2013-02-14 21:46:38

by J. Bruce Fields

[permalink] [raw]
Subject: Re: [Gluster-devel] regressions due to 64-bit ext4 directory cookies

On Wed, Feb 13, 2013 at 06:44:30PM -0500, Theodore Ts'o wrote:
> On Wed, Feb 13, 2013 at 06:05:11PM -0500, J. Bruce Fields wrote:
> >
> > Would it be possible to make something work like, for example, a 31-bit
> > hash plus an offset into a hash bucket?
> >
> > I have trouble thinking about this, partly because I can't remember
> > where to find the requirements for readdir on concurrently modified
> > directories....
>
> The requires are that for a directory entry which has not been
> modified since the last opendir() or rewindir(), readdir() must return
> that directory entry exactly once.
>
> For a directory entry which has been added or removed since the last
> opendir() or rewinddir() call, it is undefined whether the directory
> entry is returned once or not at all.

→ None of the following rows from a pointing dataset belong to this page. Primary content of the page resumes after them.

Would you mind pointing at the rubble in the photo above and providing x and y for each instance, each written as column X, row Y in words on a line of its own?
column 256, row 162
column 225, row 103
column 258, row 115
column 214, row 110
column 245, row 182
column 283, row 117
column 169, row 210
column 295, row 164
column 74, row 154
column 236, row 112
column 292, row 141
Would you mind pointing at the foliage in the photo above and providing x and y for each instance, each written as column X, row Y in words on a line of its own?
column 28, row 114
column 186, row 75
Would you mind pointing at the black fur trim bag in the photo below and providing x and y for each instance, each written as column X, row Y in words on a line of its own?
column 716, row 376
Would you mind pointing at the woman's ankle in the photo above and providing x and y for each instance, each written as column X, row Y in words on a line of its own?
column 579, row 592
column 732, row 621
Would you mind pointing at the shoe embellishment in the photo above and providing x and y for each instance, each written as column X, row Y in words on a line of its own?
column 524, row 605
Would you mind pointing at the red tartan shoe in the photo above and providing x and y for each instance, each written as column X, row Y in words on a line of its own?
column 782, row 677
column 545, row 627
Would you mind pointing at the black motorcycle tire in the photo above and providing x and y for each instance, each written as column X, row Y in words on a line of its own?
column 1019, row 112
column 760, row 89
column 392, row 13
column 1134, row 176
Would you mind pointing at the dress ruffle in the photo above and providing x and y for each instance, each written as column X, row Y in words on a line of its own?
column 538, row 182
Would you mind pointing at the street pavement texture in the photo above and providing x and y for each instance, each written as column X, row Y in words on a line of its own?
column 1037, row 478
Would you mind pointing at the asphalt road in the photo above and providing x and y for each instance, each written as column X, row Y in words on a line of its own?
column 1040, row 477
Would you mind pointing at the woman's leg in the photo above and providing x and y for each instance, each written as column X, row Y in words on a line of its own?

And a rename is defined as a
> add/remove, so it's OK for the old filename and the new file name to
> appear in the readdir() stream; it would also be OK if neither
> appeared in the readdir() stream.

That's what I couldn't remember, thanks!

--b.

>
> The SUSv3 definition of readdir() can be found here:
>
> http://pubs.opengroup.org/onlinepubs/009695399/functions/readdir.html
>
> Note also that if you look at the SuSv3 definition of seekdir(), it
> explicitly states that the value returned by telldir() is not
> guaranteed to be valid after a rewinddir() or across another opendir():
>
> If the value of loc was not obtained from an earlier call to
> telldir(), or if a call to rewinddir() occurred between the call to
> telldir() and the call to seekdir(), the results of subsequent
> calls to readdir() are unspecified.
>
> Hence, it would be legal, and arguably more correct, if we created an
> internal array of pointers into the directory structure, where the
> first call to telldir() return 1, and the second call to telldir()
> returned 2, and the third call to telldir() returned 3, regardless of
> the position in the directory, and this number was used by seekdir()
> to index into the array of pointers to return the exact location in
> the b-tree. This would completely eliminate the possibility of hash
> collisions, and guarantee that readdir() would never drop or return a
> directory entry multiple times after seekdir().
>
> This implementation approach would have a potential denial of service
> potential since each call to telldir() would potentially be allocating
> kernel memory, but as long as we make sure the OOM killler kills the
> nasty process which is calling telldir() a lot, this would probably be
> OK.
>
> It would also be legal to throw away this array after a call to
> rewinddir() and closedir(), since telldir() cookies and not guaranteed
> to valid indefinitely. See:
>
> http://pubs.opengroup.org/onlinepubs/009695399/functions/seekdir.html
>
> I suspect this would seriously screw over Gluster, though, and this
> wouldn't be a solution for NFSv3, since NFS needs long-lived directory
> cookies, and not the short-lived cookies which is all POSIX/SuSv3 guarantees.
>
> Regards,
>
> - Ted
>